0275   - `KinesisInitialPositions.Latest` could lead to missed records if data is added to the stream while no input DStreams are running (and no checkpoint info is being stored).
0276   - `KinesisInitialPositions.TrimHorizon` may lead to duplicate processing of records where the impact is dependent on checkpoint frequency and processing idempotency.
0277
0278 #### Kinesis retry configuration
0279  - `spark.streaming.kinesis.retry.waitTime` : Wait time between Kinesis retries as a duration string. When reading from Amazon Kinesis, users may hit `ProvisionedThroughputExceededException`'s, when consuming faster than 5 transactions/second or, exceeding the maximum read rate of 2 MiB/second.
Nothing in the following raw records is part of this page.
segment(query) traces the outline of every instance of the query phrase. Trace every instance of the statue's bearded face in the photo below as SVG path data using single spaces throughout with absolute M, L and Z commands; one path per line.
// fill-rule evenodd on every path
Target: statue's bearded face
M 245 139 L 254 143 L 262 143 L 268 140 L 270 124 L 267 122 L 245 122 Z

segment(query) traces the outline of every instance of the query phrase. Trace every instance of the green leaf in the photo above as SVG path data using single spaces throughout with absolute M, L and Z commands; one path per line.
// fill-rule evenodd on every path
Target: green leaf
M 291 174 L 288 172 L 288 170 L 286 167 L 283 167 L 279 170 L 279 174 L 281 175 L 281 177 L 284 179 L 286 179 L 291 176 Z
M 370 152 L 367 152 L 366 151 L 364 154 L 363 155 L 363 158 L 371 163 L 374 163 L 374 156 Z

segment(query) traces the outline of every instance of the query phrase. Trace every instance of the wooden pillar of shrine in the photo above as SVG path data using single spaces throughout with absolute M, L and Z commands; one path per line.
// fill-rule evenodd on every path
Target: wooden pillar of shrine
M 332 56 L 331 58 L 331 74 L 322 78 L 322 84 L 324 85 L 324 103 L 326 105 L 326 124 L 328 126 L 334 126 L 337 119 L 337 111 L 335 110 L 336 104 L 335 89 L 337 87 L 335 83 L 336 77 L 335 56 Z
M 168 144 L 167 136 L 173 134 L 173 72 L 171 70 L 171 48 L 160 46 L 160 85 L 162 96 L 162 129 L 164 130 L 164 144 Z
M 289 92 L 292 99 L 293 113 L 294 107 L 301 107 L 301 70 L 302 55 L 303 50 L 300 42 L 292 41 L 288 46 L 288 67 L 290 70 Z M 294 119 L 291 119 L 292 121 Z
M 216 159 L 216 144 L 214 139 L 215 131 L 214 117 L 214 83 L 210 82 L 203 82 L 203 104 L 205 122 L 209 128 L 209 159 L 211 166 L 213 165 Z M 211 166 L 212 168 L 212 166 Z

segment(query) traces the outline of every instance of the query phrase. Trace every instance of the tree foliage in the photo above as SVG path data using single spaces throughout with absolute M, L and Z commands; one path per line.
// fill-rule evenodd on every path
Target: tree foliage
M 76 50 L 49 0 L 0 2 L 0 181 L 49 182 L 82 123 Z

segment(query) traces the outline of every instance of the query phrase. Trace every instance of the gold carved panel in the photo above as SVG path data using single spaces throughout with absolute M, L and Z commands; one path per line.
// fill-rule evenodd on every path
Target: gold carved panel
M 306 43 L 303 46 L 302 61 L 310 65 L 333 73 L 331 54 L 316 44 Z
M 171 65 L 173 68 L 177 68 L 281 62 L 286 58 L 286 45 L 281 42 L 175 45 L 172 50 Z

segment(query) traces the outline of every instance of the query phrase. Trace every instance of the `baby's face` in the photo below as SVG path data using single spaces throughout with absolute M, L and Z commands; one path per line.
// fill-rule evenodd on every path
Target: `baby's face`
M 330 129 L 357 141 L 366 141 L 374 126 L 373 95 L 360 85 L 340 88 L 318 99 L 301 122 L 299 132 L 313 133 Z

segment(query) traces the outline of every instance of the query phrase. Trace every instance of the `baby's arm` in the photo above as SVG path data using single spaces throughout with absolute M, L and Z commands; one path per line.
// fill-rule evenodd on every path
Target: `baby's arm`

This configuration can be tweaked to increase the sleep between fetches when a fetch fails to reduce these exceptions. Default is "100ms".
0280  - `spark.streaming.kinesis.retry.maxAttempts` : Max number of retries for Kinesis fetches. This config can also be used to tackle the Kinesis `ProvisionedThroughputExceededException`'s in scenarios mentioned above. It can be increased to have more number of retries for Kinesis reads. Default is 3.